Data Protection Commissioner

CASE STUDY 7/99

Debt collection service - acting on behalf of hospital - whether data had been "disclosed" for purposes of Data Protection Act - whether debt-collecting agency is entitled to build database of debtors

The two complaints in this case study arose from the actions of a hospital and a debt collection company. The first complainant, an elderly man, attended the hospital on a number of occasions for medical treatment. The hospital subsequently sent him a bill for the treatment. He paid some of the outstanding amount, but he did not pay the full amount straight away. After a period, he was contacted at home on his unlisted telephone number by a debt collection service. The debt collection service said it was acting to recover the hospital's money. The second complaint was from a young college student who had attended the same hospital and had been written to by the same debt collection service in similar circumstances. The agency wrote to the complainant in the following terms -

If within 48 HOURS our client has not received payment, we will be given full instructions on the accounts. I would point out that once we have been instructed your name will be placed on our CREDIT INFORMATION BUREAU. This could affect your ability to obtain credit and loans from other companies.

The first complainant was concerned that his personal details - including his unlisted telephone number - had been passed by the hospital to a third party, and he felt that this contravened the Act.
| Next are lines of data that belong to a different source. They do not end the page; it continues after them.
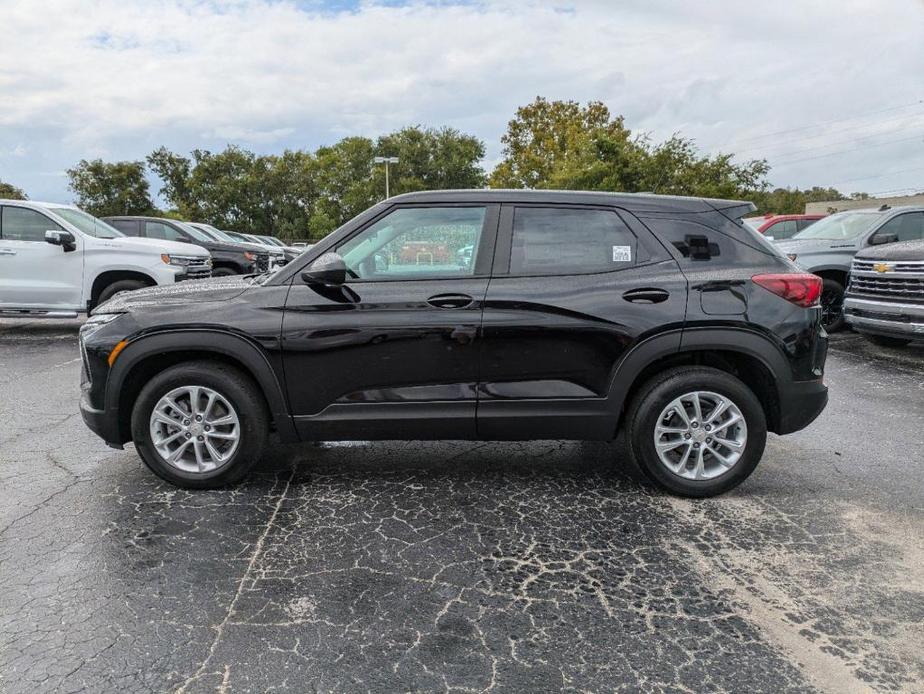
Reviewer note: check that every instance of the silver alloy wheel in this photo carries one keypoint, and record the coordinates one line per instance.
(700, 435)
(195, 429)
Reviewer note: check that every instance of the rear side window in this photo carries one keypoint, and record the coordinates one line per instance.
(23, 224)
(562, 241)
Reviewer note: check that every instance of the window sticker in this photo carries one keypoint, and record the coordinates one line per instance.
(622, 254)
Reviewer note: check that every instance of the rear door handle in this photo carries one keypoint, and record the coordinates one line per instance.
(451, 301)
(646, 295)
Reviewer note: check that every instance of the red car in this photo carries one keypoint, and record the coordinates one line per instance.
(782, 226)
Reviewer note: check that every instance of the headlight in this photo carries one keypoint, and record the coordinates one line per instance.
(179, 259)
(95, 322)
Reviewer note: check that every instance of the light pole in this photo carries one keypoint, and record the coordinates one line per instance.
(386, 161)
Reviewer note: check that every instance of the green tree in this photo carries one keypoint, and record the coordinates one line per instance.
(110, 188)
(10, 192)
(431, 159)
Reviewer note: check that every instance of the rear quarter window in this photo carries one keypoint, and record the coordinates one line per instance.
(563, 241)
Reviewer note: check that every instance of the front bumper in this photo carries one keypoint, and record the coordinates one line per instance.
(106, 427)
(885, 317)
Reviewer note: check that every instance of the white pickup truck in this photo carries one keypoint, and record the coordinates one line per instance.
(57, 261)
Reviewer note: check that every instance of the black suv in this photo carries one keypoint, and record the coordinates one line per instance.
(574, 316)
(227, 258)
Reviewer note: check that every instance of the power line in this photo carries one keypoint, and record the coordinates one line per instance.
(845, 151)
(882, 175)
(856, 127)
(830, 144)
(828, 122)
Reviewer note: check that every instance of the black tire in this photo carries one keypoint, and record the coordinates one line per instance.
(656, 394)
(233, 385)
(886, 341)
(832, 305)
(116, 287)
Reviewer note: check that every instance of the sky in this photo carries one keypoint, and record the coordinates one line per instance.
(830, 92)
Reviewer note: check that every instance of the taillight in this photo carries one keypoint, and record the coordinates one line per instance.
(802, 289)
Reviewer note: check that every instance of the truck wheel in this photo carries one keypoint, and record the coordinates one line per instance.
(116, 287)
(200, 425)
(696, 431)
(832, 305)
(886, 341)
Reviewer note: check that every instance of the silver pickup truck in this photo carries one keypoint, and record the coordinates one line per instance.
(828, 246)
(885, 297)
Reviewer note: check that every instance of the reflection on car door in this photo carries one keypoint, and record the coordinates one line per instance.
(400, 336)
(573, 288)
(34, 273)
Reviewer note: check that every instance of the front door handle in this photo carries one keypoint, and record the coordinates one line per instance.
(646, 295)
(451, 301)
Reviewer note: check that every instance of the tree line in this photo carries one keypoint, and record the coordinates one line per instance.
(302, 194)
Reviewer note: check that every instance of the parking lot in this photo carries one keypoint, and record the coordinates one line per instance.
(462, 566)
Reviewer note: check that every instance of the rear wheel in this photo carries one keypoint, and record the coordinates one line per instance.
(200, 425)
(832, 305)
(116, 287)
(696, 431)
(885, 341)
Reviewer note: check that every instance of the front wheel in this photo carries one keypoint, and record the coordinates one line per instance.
(696, 431)
(200, 425)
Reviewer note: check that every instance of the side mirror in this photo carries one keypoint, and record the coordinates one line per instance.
(881, 237)
(65, 239)
(328, 270)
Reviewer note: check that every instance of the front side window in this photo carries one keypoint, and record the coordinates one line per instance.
(87, 223)
(23, 224)
(561, 241)
(907, 227)
(159, 230)
(417, 243)
(782, 230)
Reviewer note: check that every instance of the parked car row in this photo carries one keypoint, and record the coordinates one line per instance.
(827, 249)
(58, 261)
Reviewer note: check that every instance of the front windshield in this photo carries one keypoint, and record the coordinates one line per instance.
(841, 226)
(87, 223)
(197, 234)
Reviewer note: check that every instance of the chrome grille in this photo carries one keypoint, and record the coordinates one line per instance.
(199, 269)
(901, 280)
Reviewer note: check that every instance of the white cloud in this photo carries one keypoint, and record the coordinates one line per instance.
(116, 78)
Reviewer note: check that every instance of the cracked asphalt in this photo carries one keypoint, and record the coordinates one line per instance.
(461, 566)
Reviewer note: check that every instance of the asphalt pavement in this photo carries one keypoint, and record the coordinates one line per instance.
(460, 566)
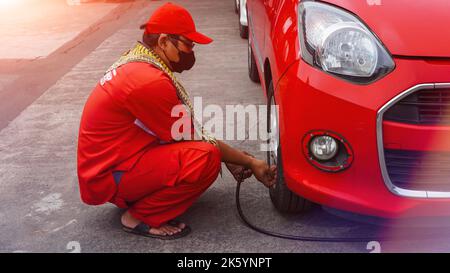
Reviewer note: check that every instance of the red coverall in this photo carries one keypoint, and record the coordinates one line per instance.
(160, 181)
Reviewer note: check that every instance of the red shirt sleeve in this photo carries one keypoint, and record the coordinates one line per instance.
(152, 104)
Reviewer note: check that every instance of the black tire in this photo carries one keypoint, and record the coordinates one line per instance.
(252, 69)
(283, 199)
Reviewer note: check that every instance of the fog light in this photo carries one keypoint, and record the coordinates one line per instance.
(323, 147)
(327, 151)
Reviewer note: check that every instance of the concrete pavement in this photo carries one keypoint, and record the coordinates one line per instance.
(41, 210)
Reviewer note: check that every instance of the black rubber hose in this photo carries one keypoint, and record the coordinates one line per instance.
(302, 238)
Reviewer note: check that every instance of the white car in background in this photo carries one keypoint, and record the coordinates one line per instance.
(240, 8)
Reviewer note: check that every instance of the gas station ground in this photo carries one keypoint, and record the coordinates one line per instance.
(47, 70)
The second complainant was very concerned that "they will put me on a black list".

Section 2(1)(c) of the Data Protection Act provides inter alia that personal data -

(i) shall be kept only for one or more specified and lawful purposes, [and]

(ii) shall not be used or disclosed in any manner incompatible with that purpose or those purposes.

Section 1 of the Act defines "disclosure" in the following terms -

"disclosure", in relation to personal data, includes the disclosure of information extracted from such data and the transfer of such data but does not include a disclosure made directly or indirectly by a data controller or a data processor to an employee or agent of his for the purpose of enabling the employee or agent to carry out his duties ... .

From my investigation of the case, I established that the debt collection service was retained by the hospital as its agent for the purpose of collecting outstanding moneys. I determined that the relationship between the hospital and the debt collection service was a bona fide principal-agent relationship, in that: (i) there was a formal contractual relationship in place between the hospital and the debt collection service; (ii) the contract made clear that the hospital retained control over the personal records in question; and (iii) the debt collection service was not permitted to retain the personal data for longer than necessary for the purpose of collecting the debt. Accordingly, I concluded that the Data Protection Act did not preclude the hospital from passing personal data, including patients' telephone numbers held by the hospital, to the debt collection agency.

On the question of the retention of personal details on the debt collection agency's files, my Office had detailed discussions with the debt collection agency. It was pointed out that the agency had no entitlement to retain personal details regarding the hospital's patients, and that it certainly had no entitlement to use these details to create a credit reference "blacklist". The agency explained that the language it used on its correspondence with debtors was designed to put maximum pressure on the debtors to pay what they owed. However, I pointed out my view that it is not permissible for a debt collection agency, or indeed for any data controller, to misrepresent the purpose for which it keeps personal data, in order to put people under pressure to behave in a certain way. As a result of these discussions, the debt collection agency agreed to reword its letters so as to avoid any misrepresentation of what it is entitled to do with personal data it keeps as agent of the hospital. The managing director wrote to the complainants apologising for any inconvenience or distress caused, and confirming that the information had not been made available to any third party.